Maintain a good credit score to fetch low rates

A credit score is amongst the most crucial filters factored in a while evaluating your Bank of Baroda Home loan application. A good credit score, considered usually to be 750 and above, can provide an uptick to your loan eligibility and even fetch you lower Bank of Baroda Home Loan Interest Rates. Hence, it is always prudent to review one’s credit score before applying for home loans. This habit also enables those having lower or no credit scores to take the required corrective measures to build/ improve it and then, later on, apply with an improved and good credit score.

Moreover, another vital step is to develop the habit of time to time reviewing credit reports too every month. This habit would allow you sufficient time to make corrective efforts, if required, to improve your credit score and get the errors/discrepancies (if any) rectified at the earliest by the bureau.

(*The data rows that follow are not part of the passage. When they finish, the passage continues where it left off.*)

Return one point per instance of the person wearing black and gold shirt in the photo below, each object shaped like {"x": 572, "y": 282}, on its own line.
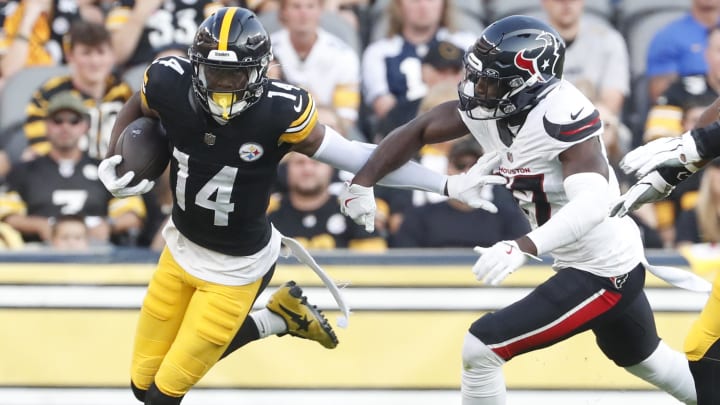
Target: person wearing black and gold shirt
{"x": 91, "y": 60}
{"x": 309, "y": 213}
{"x": 65, "y": 182}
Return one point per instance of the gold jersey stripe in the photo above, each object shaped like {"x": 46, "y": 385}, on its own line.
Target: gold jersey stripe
{"x": 300, "y": 132}
{"x": 225, "y": 28}
{"x": 308, "y": 109}
{"x": 120, "y": 206}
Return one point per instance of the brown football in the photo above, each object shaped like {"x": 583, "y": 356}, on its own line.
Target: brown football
{"x": 144, "y": 148}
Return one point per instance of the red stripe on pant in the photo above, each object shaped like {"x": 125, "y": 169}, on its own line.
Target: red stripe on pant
{"x": 598, "y": 304}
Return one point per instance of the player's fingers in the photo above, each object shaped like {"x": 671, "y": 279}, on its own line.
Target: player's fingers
{"x": 487, "y": 206}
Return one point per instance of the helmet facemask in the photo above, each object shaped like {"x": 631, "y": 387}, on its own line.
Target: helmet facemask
{"x": 227, "y": 90}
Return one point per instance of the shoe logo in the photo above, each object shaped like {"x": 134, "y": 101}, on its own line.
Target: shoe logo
{"x": 573, "y": 116}
{"x": 301, "y": 321}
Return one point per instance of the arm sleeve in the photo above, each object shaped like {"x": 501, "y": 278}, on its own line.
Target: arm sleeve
{"x": 347, "y": 155}
{"x": 587, "y": 207}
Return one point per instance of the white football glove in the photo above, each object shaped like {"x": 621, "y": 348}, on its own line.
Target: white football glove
{"x": 663, "y": 152}
{"x": 650, "y": 188}
{"x": 467, "y": 187}
{"x": 118, "y": 186}
{"x": 498, "y": 261}
{"x": 358, "y": 202}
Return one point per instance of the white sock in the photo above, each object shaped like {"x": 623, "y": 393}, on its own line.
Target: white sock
{"x": 482, "y": 381}
{"x": 668, "y": 370}
{"x": 268, "y": 323}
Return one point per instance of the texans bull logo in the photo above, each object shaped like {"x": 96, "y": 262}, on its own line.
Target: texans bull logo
{"x": 540, "y": 61}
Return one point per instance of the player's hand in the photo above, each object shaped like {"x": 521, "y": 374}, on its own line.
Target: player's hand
{"x": 498, "y": 261}
{"x": 467, "y": 187}
{"x": 663, "y": 152}
{"x": 118, "y": 187}
{"x": 358, "y": 202}
{"x": 650, "y": 188}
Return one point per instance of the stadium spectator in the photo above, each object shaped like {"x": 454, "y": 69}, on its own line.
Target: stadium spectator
{"x": 687, "y": 95}
{"x": 677, "y": 49}
{"x": 391, "y": 66}
{"x": 443, "y": 63}
{"x": 451, "y": 223}
{"x": 316, "y": 59}
{"x": 70, "y": 234}
{"x": 310, "y": 214}
{"x": 596, "y": 58}
{"x": 91, "y": 60}
{"x": 33, "y": 32}
{"x": 65, "y": 181}
{"x": 140, "y": 28}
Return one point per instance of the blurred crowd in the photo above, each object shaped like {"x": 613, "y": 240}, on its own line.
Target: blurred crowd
{"x": 67, "y": 67}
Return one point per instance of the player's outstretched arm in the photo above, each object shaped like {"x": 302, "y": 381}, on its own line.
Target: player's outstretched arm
{"x": 665, "y": 162}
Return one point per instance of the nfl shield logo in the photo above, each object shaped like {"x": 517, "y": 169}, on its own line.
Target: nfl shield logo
{"x": 250, "y": 151}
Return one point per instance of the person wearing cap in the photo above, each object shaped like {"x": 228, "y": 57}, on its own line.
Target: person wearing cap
{"x": 89, "y": 53}
{"x": 391, "y": 72}
{"x": 65, "y": 182}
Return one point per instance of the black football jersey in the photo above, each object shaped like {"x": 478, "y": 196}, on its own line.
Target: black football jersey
{"x": 222, "y": 175}
{"x": 50, "y": 189}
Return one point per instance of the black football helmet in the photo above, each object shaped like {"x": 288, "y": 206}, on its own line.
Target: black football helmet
{"x": 509, "y": 68}
{"x": 230, "y": 56}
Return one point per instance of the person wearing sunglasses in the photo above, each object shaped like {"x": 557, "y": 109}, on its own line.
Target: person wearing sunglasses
{"x": 65, "y": 182}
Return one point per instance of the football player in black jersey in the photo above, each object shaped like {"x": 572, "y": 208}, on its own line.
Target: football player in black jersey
{"x": 228, "y": 126}
{"x": 661, "y": 165}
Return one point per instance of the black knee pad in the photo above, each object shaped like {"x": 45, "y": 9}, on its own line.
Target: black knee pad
{"x": 706, "y": 374}
{"x": 139, "y": 394}
{"x": 155, "y": 397}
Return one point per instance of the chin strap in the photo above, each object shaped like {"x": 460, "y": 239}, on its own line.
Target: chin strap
{"x": 296, "y": 249}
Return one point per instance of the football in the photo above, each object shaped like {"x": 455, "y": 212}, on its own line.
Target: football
{"x": 144, "y": 148}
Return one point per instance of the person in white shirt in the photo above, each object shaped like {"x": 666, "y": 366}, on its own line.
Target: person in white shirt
{"x": 544, "y": 137}
{"x": 316, "y": 59}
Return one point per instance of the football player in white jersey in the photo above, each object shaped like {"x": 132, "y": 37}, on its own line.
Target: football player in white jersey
{"x": 547, "y": 136}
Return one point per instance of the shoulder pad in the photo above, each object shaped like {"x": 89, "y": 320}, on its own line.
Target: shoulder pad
{"x": 571, "y": 116}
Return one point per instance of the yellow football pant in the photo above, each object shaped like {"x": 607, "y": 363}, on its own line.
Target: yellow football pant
{"x": 706, "y": 330}
{"x": 185, "y": 325}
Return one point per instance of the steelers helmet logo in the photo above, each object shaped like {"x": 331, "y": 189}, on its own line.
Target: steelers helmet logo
{"x": 250, "y": 151}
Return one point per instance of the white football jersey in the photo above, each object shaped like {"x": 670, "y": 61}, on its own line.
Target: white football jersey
{"x": 530, "y": 162}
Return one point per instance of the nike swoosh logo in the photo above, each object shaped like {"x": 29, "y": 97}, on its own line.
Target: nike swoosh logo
{"x": 302, "y": 322}
{"x": 348, "y": 201}
{"x": 573, "y": 116}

  • After taking a home loan: Existing borrowers

Opt for home loan balance transfer & get loan tenure extended

Given that a longer repayment tenure leads to a lower EMI amount for Bank of Baroda Home loan, many borrowers who wish to reduce their EMI burden tend to go with the option to consider requesting their lender to extend the loan tenure. However, requesting your lender to extend your loan tenure is considered as home loan restructuring that might come under the rpurview of a rewriting norm and thereby may lead to an adverse impact on your credit score. Therefore, instead of doing so, consider opting for a balance transfer with one of the lowest offers in the form of Bank of Baroda Home loan interest rates, and then opt for a higher tenure instead of continuing with the remaining tenure of the existing home loan.

However, remember that as a longer tenure of Bank of Baroda Home loan would imply higher overall interest cost, try making prepayments whenever you have surplus funds in future. While going for a balance transfer, make sure you also factor in the associated costs levied, as the new lender would consider your switching request as a new home loan application, and therefore levy charges such as processing fees, administrative charges, etc. Only if the overall savings are substantial and outweigh the charges, if any, go ahead with the balance transfer.

Final Words

There’s no doubt in admitting the fact that availing of a home loan is one of the most crucial and big-ticket financial decisions in one’s life. And with higher loan repayment tenure involved in home loans, the overall interest cost is on the higher side. Hence, it becomes imperative for both new as well as existing borrowers to take the right steps in lowering their EMI burden in every possible way, without compromising on one’s financial health.